Fabrício Simões

Personal information
- Full name: Fabrício Santos Simões
- Date of birth: 26 December 1984 (age 41)
- Place of birth: Cachoeiro de Itapemirim, Brazil
- Height: 1.83 m (6 ft 0 in)
- Position: Forward

Team information
- Current team: B-SAD
- Number: 84

Senior career*
- Years: Team / Apps / (Gls)
- 2004: Unitri
- 2005: Estrela do Norte
- 2006: Penapolense
- 2006–2007: Câmara Lobos
- 2007–2008: Machico / 29 / (5)
- 2009–2010: Benfica Castelo Branco / 30 / (21)
- 2010–2011: Operário / 16 / (13)
- 2011–2012: União Leiria / 12 / (1)
- 2011–2012: → Estoril (loan) / 22 / (5)
- 2012–2013: Covilhã / 39 / (10)
- 2013: Caála
- 2015: Benfica de Luanda
- 2016: Petro de Luanda / 10 / (5)
- 2017: Recreativo Libolo / 27 / (10)
- 2017–2018: Alki Oroklini / 31 / (20)
- 2018–2019: Famalicão / 34 / (16)
- 2019–2020: Farense / 24 / (4)
- 2020–2021: Feirense / 33 / (10)
- 2021–2022: Estrela Amadora / 19 / (2)
- 2023–: B-SAD / 13 / (1)

= Fabrício Simões =

Brazilian footballer (born 1984)

Fabrício Santos Simões (born 26 December 1984) is a Brazilian professional footballer who plays as a forward for Portuguese club B-SAD.

He spent most of his career in Portugal, playing in the Primeira Liga for União Leiria, and in the second tier for seven clubs, achieving totals of 185 games and 47 goals in the latter competition. He was its top scorer in 2018–19, with 16 goals for Famalicão. He also played in Angola and Cyprus, scoring 20 times in his one year at Alki Oroklini.

==Career==
===Early years===
After several spells with lower league Brazilian clubs, Fabrício moved to Portugal in 2006 with Madeiran club C.S.D. Câmara de Lobos where he remained for one season. The following few seasons saw him move frequently through several amateur clubs in the country, including A.D. Machico, Sport Benfica e Castelo Branco and CD Operário.
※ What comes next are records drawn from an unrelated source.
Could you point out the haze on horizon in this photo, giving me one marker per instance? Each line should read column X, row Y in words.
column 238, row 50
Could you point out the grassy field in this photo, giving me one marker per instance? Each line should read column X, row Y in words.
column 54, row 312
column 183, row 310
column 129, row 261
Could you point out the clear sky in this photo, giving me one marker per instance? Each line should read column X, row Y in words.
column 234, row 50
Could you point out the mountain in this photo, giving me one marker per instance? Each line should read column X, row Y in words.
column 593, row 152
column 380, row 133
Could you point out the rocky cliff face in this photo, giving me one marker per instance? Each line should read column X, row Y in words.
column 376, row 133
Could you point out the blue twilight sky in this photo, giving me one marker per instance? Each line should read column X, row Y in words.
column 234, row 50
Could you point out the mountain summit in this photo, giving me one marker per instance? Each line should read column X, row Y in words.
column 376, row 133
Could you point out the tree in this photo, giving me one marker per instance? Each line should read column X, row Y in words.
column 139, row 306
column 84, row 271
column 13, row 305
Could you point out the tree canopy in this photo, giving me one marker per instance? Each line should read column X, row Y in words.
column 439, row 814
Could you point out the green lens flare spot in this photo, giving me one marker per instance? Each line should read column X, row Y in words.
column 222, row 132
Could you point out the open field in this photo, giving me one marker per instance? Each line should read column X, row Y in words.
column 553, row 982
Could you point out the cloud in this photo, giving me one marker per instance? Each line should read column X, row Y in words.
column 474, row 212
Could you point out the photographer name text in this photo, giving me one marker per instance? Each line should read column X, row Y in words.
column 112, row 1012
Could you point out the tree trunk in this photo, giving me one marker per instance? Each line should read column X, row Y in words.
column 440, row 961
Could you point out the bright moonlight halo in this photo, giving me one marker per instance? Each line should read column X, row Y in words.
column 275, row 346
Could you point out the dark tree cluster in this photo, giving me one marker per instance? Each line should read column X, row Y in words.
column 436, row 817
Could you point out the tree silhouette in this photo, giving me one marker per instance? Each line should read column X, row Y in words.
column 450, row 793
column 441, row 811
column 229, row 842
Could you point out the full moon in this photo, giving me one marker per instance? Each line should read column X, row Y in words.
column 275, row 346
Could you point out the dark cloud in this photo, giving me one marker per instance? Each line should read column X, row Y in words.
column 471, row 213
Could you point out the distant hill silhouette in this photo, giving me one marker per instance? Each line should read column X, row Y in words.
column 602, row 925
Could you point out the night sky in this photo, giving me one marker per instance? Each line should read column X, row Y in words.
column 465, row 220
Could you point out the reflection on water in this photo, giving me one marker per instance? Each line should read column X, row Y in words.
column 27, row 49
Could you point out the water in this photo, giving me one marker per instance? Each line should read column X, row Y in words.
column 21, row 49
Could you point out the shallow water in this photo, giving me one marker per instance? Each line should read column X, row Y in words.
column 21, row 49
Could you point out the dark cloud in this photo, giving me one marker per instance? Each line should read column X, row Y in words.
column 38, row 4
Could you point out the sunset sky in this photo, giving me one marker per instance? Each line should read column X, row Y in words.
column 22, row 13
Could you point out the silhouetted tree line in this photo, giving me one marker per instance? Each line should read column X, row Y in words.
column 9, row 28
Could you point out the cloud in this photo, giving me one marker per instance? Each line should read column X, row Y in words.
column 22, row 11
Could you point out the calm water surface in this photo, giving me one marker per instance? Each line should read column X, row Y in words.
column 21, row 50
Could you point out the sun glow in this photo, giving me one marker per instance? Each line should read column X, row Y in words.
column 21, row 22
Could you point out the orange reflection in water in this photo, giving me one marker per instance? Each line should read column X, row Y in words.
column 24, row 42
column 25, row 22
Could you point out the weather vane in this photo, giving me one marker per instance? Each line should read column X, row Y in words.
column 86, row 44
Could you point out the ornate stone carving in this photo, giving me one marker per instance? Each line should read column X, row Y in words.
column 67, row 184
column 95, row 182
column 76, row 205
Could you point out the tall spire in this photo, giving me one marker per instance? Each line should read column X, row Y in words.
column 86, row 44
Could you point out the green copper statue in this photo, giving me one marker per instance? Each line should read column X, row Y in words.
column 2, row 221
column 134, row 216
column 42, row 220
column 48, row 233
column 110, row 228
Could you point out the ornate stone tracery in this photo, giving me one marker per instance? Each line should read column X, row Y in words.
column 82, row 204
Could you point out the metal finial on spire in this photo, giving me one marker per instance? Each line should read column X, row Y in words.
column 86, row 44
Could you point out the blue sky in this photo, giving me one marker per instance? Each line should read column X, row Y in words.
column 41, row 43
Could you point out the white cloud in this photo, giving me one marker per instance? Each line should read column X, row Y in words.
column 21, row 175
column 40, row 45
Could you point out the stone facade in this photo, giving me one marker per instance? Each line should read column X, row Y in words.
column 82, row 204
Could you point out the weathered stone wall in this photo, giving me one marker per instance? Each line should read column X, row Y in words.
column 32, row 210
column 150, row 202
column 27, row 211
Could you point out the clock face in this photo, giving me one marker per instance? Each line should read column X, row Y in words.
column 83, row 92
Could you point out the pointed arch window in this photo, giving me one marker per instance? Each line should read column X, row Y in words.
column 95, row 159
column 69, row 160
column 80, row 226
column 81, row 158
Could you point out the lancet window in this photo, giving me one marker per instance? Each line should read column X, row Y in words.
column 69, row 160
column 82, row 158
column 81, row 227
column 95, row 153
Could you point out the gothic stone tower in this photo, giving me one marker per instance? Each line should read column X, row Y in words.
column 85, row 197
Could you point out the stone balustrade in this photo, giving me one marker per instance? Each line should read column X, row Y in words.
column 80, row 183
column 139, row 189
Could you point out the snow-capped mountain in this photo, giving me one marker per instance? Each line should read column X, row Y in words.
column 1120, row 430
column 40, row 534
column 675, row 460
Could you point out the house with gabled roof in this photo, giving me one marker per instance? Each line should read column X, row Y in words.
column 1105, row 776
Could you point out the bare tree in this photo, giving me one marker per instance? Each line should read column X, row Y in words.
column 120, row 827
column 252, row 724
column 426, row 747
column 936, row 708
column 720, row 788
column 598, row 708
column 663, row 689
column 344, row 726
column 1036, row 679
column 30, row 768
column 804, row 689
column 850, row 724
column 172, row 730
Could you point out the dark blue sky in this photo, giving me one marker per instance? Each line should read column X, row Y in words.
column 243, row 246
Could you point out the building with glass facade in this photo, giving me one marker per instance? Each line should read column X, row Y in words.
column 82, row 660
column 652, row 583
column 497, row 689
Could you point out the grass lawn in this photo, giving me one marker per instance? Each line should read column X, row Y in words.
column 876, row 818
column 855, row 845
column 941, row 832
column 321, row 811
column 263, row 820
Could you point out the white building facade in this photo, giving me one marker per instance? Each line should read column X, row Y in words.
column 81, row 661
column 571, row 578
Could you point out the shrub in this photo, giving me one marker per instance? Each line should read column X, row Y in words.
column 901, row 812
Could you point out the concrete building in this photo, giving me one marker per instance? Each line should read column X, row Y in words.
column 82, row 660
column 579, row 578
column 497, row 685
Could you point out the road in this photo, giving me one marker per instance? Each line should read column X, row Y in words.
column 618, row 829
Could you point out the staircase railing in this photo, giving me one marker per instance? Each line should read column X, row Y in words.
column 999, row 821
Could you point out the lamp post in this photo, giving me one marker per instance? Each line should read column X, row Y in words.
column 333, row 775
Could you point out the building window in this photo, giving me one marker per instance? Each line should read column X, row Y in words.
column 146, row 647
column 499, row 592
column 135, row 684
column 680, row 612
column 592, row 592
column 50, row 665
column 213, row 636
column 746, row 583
In January 2011, after a successful first half of the season with Operário where he scored 16 goals in 19 games, Fabrício moved to Primeira Liga side U.D. Leiria on a contract lasting until 2014. He debuted for his new club on 6 February in an away league fixture against S.C. Olhanense, and following week he scored in a 1–0 victory over C.D. Nacional.
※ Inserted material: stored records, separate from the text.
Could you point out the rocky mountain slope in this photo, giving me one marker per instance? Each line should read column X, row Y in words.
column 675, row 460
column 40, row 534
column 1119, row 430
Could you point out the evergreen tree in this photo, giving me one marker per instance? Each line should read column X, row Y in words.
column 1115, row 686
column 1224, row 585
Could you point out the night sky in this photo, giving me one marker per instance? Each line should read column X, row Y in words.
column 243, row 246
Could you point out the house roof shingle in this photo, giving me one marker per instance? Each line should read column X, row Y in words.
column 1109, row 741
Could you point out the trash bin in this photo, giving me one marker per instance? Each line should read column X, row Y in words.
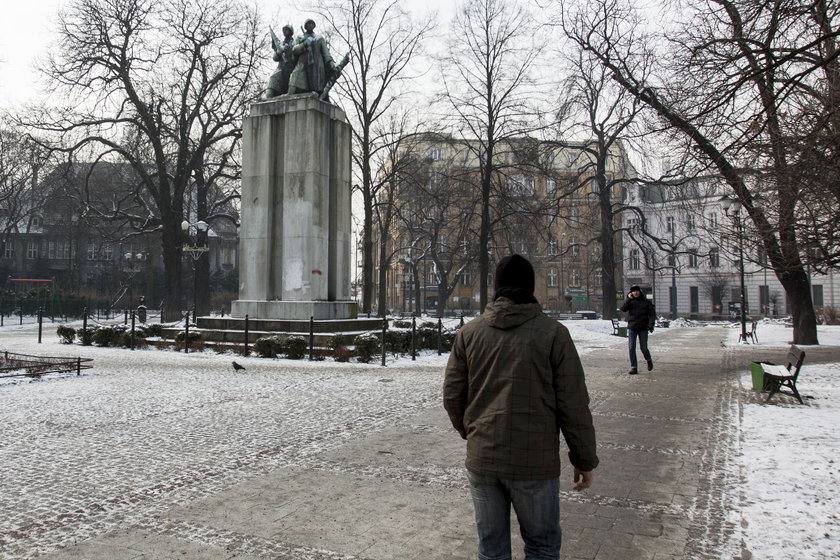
column 758, row 375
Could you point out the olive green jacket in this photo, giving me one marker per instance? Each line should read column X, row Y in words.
column 513, row 383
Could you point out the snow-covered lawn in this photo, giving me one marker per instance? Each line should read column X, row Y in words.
column 790, row 453
column 790, row 459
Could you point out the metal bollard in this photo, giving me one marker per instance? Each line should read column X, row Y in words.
column 132, row 329
column 413, row 337
column 187, row 333
column 311, row 335
column 384, row 329
column 85, row 339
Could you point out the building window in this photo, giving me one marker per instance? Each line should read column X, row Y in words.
column 693, row 260
column 520, row 185
column 817, row 295
column 31, row 249
column 574, row 246
column 635, row 260
column 714, row 257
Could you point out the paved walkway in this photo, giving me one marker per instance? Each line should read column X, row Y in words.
column 319, row 462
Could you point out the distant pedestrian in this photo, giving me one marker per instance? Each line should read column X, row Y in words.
column 513, row 383
column 641, row 318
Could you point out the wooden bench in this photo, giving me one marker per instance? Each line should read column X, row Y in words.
column 751, row 334
column 777, row 376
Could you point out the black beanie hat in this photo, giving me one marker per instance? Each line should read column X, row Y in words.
column 514, row 271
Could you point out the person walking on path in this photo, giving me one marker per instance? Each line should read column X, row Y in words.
column 641, row 318
column 513, row 383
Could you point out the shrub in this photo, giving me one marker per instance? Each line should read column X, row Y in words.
column 108, row 336
column 268, row 346
column 86, row 333
column 367, row 346
column 295, row 347
column 342, row 354
column 152, row 330
column 398, row 342
column 831, row 315
column 196, row 340
column 139, row 341
column 66, row 334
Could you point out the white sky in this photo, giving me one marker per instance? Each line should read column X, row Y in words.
column 28, row 27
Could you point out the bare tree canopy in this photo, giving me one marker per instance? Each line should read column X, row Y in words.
column 386, row 42
column 162, row 86
column 488, row 89
column 753, row 87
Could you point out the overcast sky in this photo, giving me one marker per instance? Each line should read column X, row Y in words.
column 28, row 26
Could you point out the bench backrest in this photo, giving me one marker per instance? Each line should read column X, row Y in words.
column 795, row 359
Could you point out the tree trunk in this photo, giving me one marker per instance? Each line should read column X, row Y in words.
column 798, row 290
column 171, row 246
column 384, row 265
column 367, row 256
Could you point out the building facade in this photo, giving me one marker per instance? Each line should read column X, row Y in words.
column 67, row 247
column 691, row 267
column 544, row 206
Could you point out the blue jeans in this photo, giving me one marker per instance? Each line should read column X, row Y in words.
column 631, row 343
column 537, row 507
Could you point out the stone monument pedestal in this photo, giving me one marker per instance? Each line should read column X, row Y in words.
column 295, row 233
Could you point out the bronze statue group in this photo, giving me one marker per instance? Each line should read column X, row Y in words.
column 304, row 64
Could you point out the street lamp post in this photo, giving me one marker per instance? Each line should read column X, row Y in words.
column 731, row 204
column 195, row 251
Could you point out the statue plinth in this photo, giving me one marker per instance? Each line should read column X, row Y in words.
column 295, row 234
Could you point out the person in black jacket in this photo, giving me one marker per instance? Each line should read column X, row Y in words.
column 641, row 317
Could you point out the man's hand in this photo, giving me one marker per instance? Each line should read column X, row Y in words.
column 583, row 479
In the summer of 2011, after failing to establish himself at Leiria, Fabrício joined G.D. Estoril Praia on a season-long loan. His season with Estoril saw him make 32 appearances in which he contributed six goals to help his side gain promotion to the top flight of Portuguese football. Despite his contribution towards Estoril's promotion, the Canarinhos decided not to purchase the player on a permanent basis and returned him to União de Leiria, who terminated his contract and granted his release in May 2012.

Weeks after his release from Leiria, Fabrício signed for Segunda Liga side S.C. Covilhã on a free transfer. He made his official debut for his new side on 28 July in a Taça da Liga fixture against F.C. Arouca where he scored a hat-trick in a 4–2 win. His stay with the Leões da Serra ended with 16 goals in 46 appearances.

===Angola and Cyprus===
On 29 June, Fabrício left for Angolan side Recreativo da Caála.
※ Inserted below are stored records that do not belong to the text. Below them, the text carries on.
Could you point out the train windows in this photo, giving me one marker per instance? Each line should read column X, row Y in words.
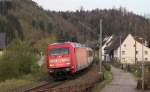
column 59, row 51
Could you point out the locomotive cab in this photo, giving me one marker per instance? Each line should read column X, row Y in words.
column 59, row 59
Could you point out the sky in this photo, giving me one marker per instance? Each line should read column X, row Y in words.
column 137, row 6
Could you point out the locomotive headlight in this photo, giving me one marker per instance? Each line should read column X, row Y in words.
column 52, row 60
column 66, row 60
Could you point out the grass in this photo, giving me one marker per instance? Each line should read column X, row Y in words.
column 108, row 79
column 9, row 84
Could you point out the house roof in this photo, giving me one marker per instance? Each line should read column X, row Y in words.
column 115, row 42
column 2, row 40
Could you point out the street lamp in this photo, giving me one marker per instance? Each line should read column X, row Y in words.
column 142, row 39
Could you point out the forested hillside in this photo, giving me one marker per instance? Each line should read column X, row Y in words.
column 25, row 20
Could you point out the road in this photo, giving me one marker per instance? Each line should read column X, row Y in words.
column 122, row 82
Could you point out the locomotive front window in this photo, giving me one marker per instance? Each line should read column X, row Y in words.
column 59, row 51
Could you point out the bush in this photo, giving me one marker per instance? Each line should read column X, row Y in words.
column 18, row 59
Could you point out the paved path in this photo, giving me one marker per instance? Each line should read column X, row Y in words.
column 122, row 82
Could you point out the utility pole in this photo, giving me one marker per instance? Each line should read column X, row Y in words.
column 143, row 64
column 100, row 46
column 135, row 44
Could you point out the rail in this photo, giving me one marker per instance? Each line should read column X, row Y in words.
column 82, row 87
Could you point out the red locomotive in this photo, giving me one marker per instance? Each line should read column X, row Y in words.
column 67, row 58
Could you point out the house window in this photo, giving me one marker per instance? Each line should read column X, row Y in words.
column 123, row 52
column 146, row 59
column 145, row 52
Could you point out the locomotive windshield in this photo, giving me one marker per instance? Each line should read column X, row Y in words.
column 59, row 51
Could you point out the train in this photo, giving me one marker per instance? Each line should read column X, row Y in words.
column 67, row 58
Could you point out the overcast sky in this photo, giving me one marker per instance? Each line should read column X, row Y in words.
column 136, row 6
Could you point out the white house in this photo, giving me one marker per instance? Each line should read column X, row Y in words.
column 128, row 50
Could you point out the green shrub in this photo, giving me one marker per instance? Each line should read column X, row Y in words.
column 18, row 59
column 107, row 67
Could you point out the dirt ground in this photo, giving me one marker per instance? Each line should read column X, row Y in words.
column 122, row 82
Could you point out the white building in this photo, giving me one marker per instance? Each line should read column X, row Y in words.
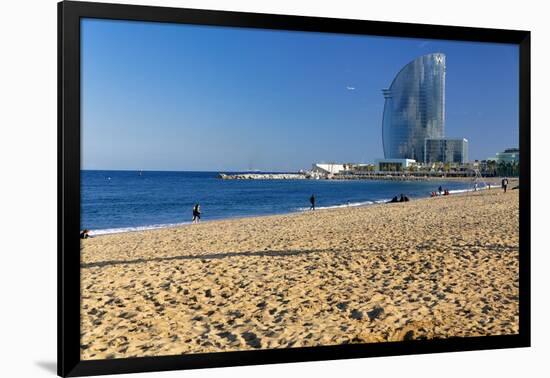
column 327, row 168
column 392, row 165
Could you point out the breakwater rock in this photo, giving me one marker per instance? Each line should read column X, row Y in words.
column 262, row 176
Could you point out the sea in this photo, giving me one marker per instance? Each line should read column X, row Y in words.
column 122, row 201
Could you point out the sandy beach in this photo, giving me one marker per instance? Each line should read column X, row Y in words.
column 430, row 268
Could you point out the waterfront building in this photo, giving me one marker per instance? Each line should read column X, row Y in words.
column 446, row 150
column 509, row 155
column 393, row 165
column 327, row 168
column 414, row 108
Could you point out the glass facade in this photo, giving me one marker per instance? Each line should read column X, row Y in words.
column 446, row 150
column 414, row 109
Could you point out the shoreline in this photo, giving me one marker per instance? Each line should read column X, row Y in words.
column 431, row 268
column 152, row 227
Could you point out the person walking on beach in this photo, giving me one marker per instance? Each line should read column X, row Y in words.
column 312, row 201
column 504, row 184
column 196, row 213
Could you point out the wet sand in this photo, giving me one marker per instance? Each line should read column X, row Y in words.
column 431, row 268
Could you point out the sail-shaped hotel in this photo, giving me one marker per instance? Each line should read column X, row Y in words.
column 414, row 108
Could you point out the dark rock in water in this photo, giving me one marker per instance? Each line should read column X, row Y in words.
column 342, row 306
column 375, row 313
column 356, row 314
column 252, row 340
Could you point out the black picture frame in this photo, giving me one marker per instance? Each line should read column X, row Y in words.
column 69, row 15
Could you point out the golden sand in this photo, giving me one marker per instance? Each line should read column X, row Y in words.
column 432, row 268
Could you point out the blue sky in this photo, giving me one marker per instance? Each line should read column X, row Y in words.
column 182, row 97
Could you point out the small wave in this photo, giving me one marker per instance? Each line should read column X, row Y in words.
column 108, row 231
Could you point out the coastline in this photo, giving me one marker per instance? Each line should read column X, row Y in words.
column 141, row 228
column 430, row 268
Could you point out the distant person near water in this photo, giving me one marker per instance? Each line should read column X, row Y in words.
column 504, row 184
column 196, row 213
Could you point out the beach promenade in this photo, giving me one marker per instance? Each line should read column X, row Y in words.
column 430, row 268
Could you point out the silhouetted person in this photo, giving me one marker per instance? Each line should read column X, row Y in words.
column 504, row 184
column 196, row 213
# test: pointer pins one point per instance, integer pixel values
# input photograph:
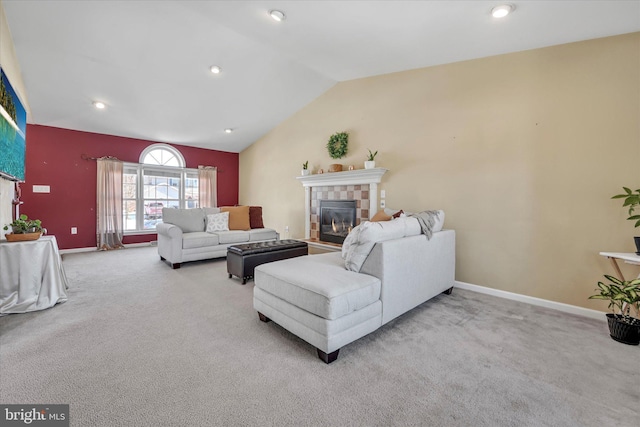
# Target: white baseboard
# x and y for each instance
(92, 249)
(567, 308)
(76, 250)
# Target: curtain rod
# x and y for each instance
(85, 157)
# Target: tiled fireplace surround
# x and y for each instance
(359, 193)
(359, 185)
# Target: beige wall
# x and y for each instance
(523, 151)
(9, 64)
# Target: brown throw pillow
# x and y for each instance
(380, 216)
(238, 217)
(255, 217)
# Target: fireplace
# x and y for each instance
(337, 219)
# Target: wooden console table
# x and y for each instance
(31, 276)
(627, 257)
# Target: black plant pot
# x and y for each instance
(627, 333)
Following more experience in the African country with S.L. Benfica (Luanda), Atlético Petróleos de Luanda and C.R.D. Libolo, Fabrício came back to Europe in August 2017 when he joined Alki Oroklini of the Cypriot First Division. He scored 20 times in his only season, including a hat-trick on 30 January in a 4–3 home loss to Ermis Aradippou FC; this tally put him third in the league's goalscorers, behind Matt Derbyshire and Florian Taulemesse.

===Return to Portugal===
In May 2018, Fabrício came back to Portugal's second tier, joining F.C. Famalicão on a one-year deal with the option of a second. He scored 16 times in his one season in Vila Nova de Famalicão, putting him joint with F.C. Penafiel's Jorge Pires as the division's top scorer while his team returned to the top flight for the first time in a quarter of a century. In the summer of 2019, he stayed in the second tier, joining S.C. Farense on the same contract as before, and after a second successive promotion he made his way to C.D. Feirense on 5 July 2020.

Remaining in the same league, Fabrício signed for C.F. Estrela da Amadora on 23 June 2021. He left a year later, and returned to the same division at B-SAD on 31 January 2023; he scored once in 13 games as the team suffered relegation, opening a 1–1 home draw with Académico de Viseu F.C. on 15 April.